In conclusion, he notes that “many Americans know individuals who are gay, lesbian, or transgender and want them to be treated with the dignity, consideration, and fairness that everyone deserves.” Alito says nothing to suggest that he is one of those many Americans. Instead, he suggests the Bostock majority is simply acting on its own “humane and generous impulses” toward LGBT people.
Unlike Alito, Kavanaugh expresses a willingness to acknowledge that, “Millions of gay and lesbian Americans have worked hard for many decades to achieve equal treatment in fact and in law.
“They have exhibited extraordinary vision, tenacity, and grit—battling often steep odds in the legislative and judicial arenas, not to mention in their daily lives. They have advanced powerful policy arguments and can take pride in today’s result.”
But Kavanaugh dissents because he says the court’s interpretation of the text of Title VII is limited to the “ordinary public meaning” of the word “sex” at the time Title VII was enacted and that that ordinary public meaning “was the same in 1964 as it is now.”
Kavanaugh, who was born in 1965, then offers up the reasoning that “sex” cannot be read as “sexual orientation” because “Seneca Falls was not Stonewall.”
“The women’s rights movement was not (and is not) the gay rights movement, although many people obviously support or participate in both,” wrote Kavanaugh. “So to think that sexual orientation discrimination is just a form of sex discrimination is not just a mistake of language and psychology, but also a mistake of history and sociology.”
Given that Justice Ginsburg, an icon in the fight for equal rights for women who argued over 300 cases against sex discrimination, joined the Gorsuch majority that would seem to seriously undermine Kavanaugh’s argument.

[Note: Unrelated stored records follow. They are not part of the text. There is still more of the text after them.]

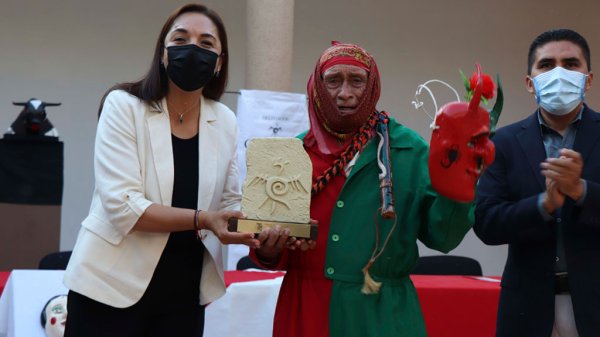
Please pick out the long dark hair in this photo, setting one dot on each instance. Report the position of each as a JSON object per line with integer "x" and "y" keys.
{"x": 154, "y": 85}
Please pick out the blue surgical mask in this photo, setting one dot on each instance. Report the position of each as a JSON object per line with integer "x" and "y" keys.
{"x": 559, "y": 90}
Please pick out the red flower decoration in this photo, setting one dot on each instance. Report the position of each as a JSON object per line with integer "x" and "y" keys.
{"x": 489, "y": 88}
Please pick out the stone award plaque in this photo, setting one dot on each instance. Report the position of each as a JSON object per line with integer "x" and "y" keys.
{"x": 277, "y": 187}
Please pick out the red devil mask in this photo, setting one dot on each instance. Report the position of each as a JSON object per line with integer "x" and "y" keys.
{"x": 460, "y": 147}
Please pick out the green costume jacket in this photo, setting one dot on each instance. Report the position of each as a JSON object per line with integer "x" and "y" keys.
{"x": 421, "y": 213}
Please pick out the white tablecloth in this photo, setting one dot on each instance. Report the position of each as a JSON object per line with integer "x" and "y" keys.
{"x": 246, "y": 309}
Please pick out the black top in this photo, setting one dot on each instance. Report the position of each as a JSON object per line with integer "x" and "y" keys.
{"x": 177, "y": 276}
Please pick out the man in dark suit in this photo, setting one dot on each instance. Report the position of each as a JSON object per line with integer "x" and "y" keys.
{"x": 541, "y": 196}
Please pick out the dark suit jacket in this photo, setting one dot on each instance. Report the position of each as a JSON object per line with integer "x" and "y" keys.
{"x": 507, "y": 213}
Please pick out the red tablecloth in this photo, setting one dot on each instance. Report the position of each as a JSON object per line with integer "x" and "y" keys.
{"x": 3, "y": 278}
{"x": 453, "y": 306}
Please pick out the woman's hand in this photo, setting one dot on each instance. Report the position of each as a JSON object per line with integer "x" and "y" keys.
{"x": 216, "y": 222}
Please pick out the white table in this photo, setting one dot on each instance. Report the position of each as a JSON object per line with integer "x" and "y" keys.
{"x": 246, "y": 309}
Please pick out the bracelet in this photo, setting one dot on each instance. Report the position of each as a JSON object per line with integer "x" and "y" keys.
{"x": 196, "y": 224}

Gorsuch, like Ginsburg, keeps it simple:
“If an employer would not have discharged an employee but for that individual’s sex, the statute’s causation standard is met.”

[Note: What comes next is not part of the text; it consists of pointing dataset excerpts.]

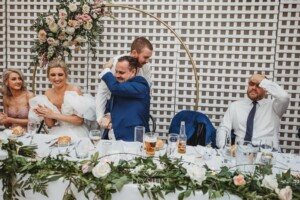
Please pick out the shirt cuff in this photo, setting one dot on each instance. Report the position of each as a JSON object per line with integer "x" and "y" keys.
{"x": 106, "y": 70}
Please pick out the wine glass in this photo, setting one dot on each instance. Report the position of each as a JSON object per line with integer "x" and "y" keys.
{"x": 266, "y": 148}
{"x": 32, "y": 127}
{"x": 226, "y": 150}
{"x": 172, "y": 144}
{"x": 95, "y": 136}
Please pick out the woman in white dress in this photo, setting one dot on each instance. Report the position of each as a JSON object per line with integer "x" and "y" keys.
{"x": 63, "y": 107}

“Gorsuch doesn’t really mince words,” said Chase Strangio, deputy director for Transgender Justice at the ACLU LGBT & HIV Project, during a teleconference with reporters after the ruling. Strangio said the Bostock decision will have an “incredibly sweeping impact for our community.”
But he and others acknowledged that there will still be more litigation to fully secure this giant step toward equal rights for LGBT people.
Transgender people in the military, for instance. While Title VII does not directly apply to service members, said Shannon Minter, legal director for the National Center for Lesbian Rights, “the Court’s analysis of why discrimination because a person is transgender is sex discrimination would apply equally to the equal protection clause [of the U.S. Constitution], which is the basis of our sex discrimination claim in the [Trump] military ban cases.”
The Bostock ruling, said Minter, “greatly strengthens our sex discrimination claim in that litigation.”
“This is a watershed moment for LGBTQ Americans, who have been working since the Stonewall riots 51 years ago to pass nondiscrimination protections for the community,” said Jon Davidson, former legal director for Lambda Legal and current legal counsel to Freedom for All Americans. “This historic ruling means that LGBTQ people are protected against employment discrimination across the entire country.
“But there are still critical gaps in our federal nondiscrimination laws,” said Davidson. “While LGBTQ people are now protected from discrimination at work nationwide, there are still no federal laws prohibiting sex discrimination in public spaces or in federally funded programs. This means it will still be legal in a majority of states to discriminate against LGBTQ people in places like stores, restaurants, and hotels, and in federally funded programs such as schools, child welfare agencies, and shelters.”